We all know characters need to grow in novels. The Susan Meier definition of plot even says...Plot is all the steps it takes a character to get from who he or she is at the beginning of the book (the terrible trouble, inciting incident, day/moment everything changed) to who he or she is at the satisfying conclusion.

Nothing wrong with that. It also doesn't seem too complicated. We all know characters must grow.

But do you really understand what character growth is and how some of the craziest things can mess up your character?

A character ISN'T growing if, every time he steps away from the heroine rather than kiss her, he uses the same excuse in his head.

i.e...

"But he wouldn't kiss her because his divorce had soured him on love." Next near miss, "He stepped away, tempted, but so soured on love he knew he'd never have another serious relationship." Next near miss, "Thoughts of his crappy divorce simmered in his gut. Much as he'd love to kiss her, his divorce still rankled."

They all work. They all make sense. They all provide motivation for the character's behavior. But we don't see any character growth.

So...If his divorce really is the genesis of his internal conflict...and he really shouldn't be kissing her...how do we handle it?  Can we change these three lines which will pop up in three different places in such a way that they show growth?

Yes.

I'm not going to show you how, but I'll give you some clues.

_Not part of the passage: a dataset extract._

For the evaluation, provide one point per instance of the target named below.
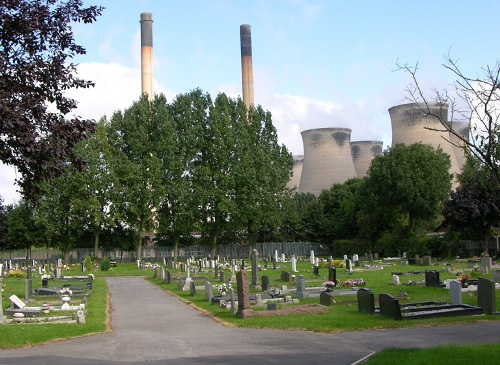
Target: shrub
(16, 274)
(105, 264)
(88, 263)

First, character growth isn't an increase in height (or weight). Second, people (themselves) really don't change. Their beliefs do.

So as you are writing about a hero who is having trouble getting involved with the heroine, HE isn't changing. His beliefs about his divorce, himself, what he wants out of life...and maybe even the heroine herself ... are evolving.

So he might not kiss her in the first encounter by simply reminding himself that since his divorce he's decided not to get involved ever again.

In almost kiss two, he'd be more tempted..maybe because she's changing his opinion of women. But the very fact that his opinion is changing would scare him...cause him to step back to examine that opinion before he did something he might regret. Hence, no kiss. But lots of demonstration that his beliefs are changing and he is evolving.

In almost kiss three, he'd have examined the fact that his opinion of women is changing so he wouldn't think of that...BUT...he might think about HER, the heroine, how a kiss might affect her. Which would demonstrate real growth for him. Because now he's not just selfishly thinking of his own broken heart, or how HE feels about women, he's considering the impact of a kiss on her.

So even though we start off with a guy who won't kiss the heroine because he's bitter about his divorce, he evolves into a guy whose feelings are changing, as his beliefs are changing. He's growing. We aren't rehashing the same stuff and readers won't feel they're back on page one!

Happy Monday

susan meier


2 comments:

mj compton said...

TV Stevie & I watched a movie last night. When he asked me how I liked it, I replied that I hated it. He asked why. "Because the character didn't grow. Didn't change." He didn't think that was a legitimate reason to dislike a movie. He's wrong. :-)

Susan said...

I'm with you, Molly! I like to see characters impact each other. I also think if a movie premise is strong enough for somebody to write a whole movie about it, the involved problem should change the characters!